OS-level support is minimal, so threaded applications can be more portable across operating systems.
Applications have more control over the scheduling policy used for switching between threads.

Advantages of kernel-level threads:

On multicore/multiprocessor systems, threads can be scheduled simultaneously on different cores/processors.
When one thread blocks for a page fault or device access, the OS knows about other live threads in the same process that can still use the CPU.

R1b.7.

In a hybrid threading system, a process has a handful of kernel-level threads, each of which manages a large group of user-level threads. For a context switch between threads, we can usually switch between user-level threads, avoiding entry into the CPU's kernel mode. But different kernel-level threads can still be scheduled on different processors; and if a thread blocks for a page fault or device access, the OS can switch to another kernel-level thread.

R1b.8.

FIFO

time	job
0–6	A
6–11	B
11–15	C
15–18	D

job	arrive	complete	delay
A	0	6	6
B	2	11	9
C	4	15	11
D	6	18	12

The total delay is 6 + 9 + 11 + 12 = 38, so the average is 38 / 4 = 9.5.

SJF

time	job
0–6	A
6–9	D
9–13	C
13–18	B

job	arrive	complete	delay
A	0	6	6
B	2	18	16
C	4	13	9
D	6	9	3

The total delay is 6 + 16 + 9 + 3 = 34, so the average is 34 / 4 = 8.5.

Round Robin (time slice 1)

time	job
0–2	A
2–3	B
3–4	A
4–5	C
5–6	B
6–7	D
7–8	A
8–9	C
9–10	B
10–11	D
11–12	A
12–13	C
13–14	B
14–15	D
15–16	A
16–17	C
17–18	B

job	arrive	complete	delay
A	0	16	16
B	2	18	16
C	4	17	13
D	6	15	9

The total delay is 16 + 16 + 13 + 9 = 54, so the average is 54 / 4 = 13.5.

R1b.9.

Over SJF, it has the advantage that it works without any foreknowledge of job lengths, and it is not prone to starving.

Over FIFO, Round Robin ensures that the processor regularly spends time on each process, so that short-running jobs will tend to complete faster.
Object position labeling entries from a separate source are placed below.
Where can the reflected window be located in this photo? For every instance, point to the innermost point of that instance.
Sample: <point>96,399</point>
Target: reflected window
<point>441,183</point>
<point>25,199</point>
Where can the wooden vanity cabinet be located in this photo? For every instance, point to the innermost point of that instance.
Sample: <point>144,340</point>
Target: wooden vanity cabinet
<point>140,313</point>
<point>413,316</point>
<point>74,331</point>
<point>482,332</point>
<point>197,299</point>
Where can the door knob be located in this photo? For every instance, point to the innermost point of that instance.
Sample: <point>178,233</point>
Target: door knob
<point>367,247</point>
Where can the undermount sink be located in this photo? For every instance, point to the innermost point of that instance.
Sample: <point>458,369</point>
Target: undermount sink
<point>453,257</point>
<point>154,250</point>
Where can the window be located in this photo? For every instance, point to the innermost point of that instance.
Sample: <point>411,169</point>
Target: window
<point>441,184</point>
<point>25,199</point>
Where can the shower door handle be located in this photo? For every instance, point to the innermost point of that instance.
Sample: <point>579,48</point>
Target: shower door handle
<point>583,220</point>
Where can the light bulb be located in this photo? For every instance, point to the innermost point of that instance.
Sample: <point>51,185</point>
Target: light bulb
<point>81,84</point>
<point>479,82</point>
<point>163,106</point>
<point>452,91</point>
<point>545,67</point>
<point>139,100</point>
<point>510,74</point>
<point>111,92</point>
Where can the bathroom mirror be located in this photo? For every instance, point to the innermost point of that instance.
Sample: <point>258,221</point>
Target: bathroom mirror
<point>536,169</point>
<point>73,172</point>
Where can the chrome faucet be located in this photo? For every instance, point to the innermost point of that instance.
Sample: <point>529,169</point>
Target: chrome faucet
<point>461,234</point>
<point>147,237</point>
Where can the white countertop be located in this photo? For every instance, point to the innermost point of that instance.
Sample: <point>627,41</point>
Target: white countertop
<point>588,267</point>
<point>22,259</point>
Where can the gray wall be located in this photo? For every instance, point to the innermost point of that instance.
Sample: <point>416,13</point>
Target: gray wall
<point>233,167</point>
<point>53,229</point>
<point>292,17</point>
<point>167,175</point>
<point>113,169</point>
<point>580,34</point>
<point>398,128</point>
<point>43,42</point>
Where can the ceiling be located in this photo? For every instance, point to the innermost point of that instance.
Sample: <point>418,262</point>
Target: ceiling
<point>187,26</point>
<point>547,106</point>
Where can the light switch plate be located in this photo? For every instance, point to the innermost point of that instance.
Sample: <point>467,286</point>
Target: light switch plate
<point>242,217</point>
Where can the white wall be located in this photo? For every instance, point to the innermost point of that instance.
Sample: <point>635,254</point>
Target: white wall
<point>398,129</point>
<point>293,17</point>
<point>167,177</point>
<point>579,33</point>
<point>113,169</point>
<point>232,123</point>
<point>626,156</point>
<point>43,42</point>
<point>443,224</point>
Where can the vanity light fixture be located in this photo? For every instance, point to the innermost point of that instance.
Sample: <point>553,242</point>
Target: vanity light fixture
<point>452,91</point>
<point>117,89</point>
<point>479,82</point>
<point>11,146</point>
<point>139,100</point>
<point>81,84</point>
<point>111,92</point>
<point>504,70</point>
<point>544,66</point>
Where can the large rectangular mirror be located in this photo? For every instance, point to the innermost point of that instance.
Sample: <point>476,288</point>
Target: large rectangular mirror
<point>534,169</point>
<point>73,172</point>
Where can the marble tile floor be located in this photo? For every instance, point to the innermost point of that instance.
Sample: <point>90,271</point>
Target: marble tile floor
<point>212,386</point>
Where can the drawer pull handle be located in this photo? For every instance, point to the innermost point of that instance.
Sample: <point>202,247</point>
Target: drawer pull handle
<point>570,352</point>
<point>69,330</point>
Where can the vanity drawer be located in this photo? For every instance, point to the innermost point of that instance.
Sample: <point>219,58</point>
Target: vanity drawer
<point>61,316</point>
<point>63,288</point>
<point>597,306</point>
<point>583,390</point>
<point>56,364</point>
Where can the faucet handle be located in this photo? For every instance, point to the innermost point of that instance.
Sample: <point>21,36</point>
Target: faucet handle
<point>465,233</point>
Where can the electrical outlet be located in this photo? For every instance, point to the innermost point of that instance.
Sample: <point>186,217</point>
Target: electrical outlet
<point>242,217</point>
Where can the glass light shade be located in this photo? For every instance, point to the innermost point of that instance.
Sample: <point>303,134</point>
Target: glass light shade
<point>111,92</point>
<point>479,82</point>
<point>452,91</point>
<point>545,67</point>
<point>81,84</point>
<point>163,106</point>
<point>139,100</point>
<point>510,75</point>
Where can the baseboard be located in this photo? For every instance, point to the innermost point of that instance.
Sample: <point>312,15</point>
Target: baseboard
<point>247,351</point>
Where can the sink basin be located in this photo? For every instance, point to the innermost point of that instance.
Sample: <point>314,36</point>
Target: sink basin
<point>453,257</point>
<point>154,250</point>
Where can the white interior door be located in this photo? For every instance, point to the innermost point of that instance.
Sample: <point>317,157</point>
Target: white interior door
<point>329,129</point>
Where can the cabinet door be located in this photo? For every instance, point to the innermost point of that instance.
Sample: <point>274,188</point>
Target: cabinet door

By contrast, FIFO can lead the processor to have very long delays as the CPU works through the longest-running jobs.

R1b.10.

We should prioritize those processes that are I/O-bound, so that whenever they are ready for the CPU we can spend the small amount of time it takes so that the I/O-bound process is again waiting on I/O. This will use the I/O devices more heavily while having a negligible effect on CPU usage.

R1b.11.

When the threads are trying to communicate, having both scheduled simultaneously can allow them to communicate with smaller delays.

Also, the cache can potentially be used more effectively if it is only being used for one process's memory.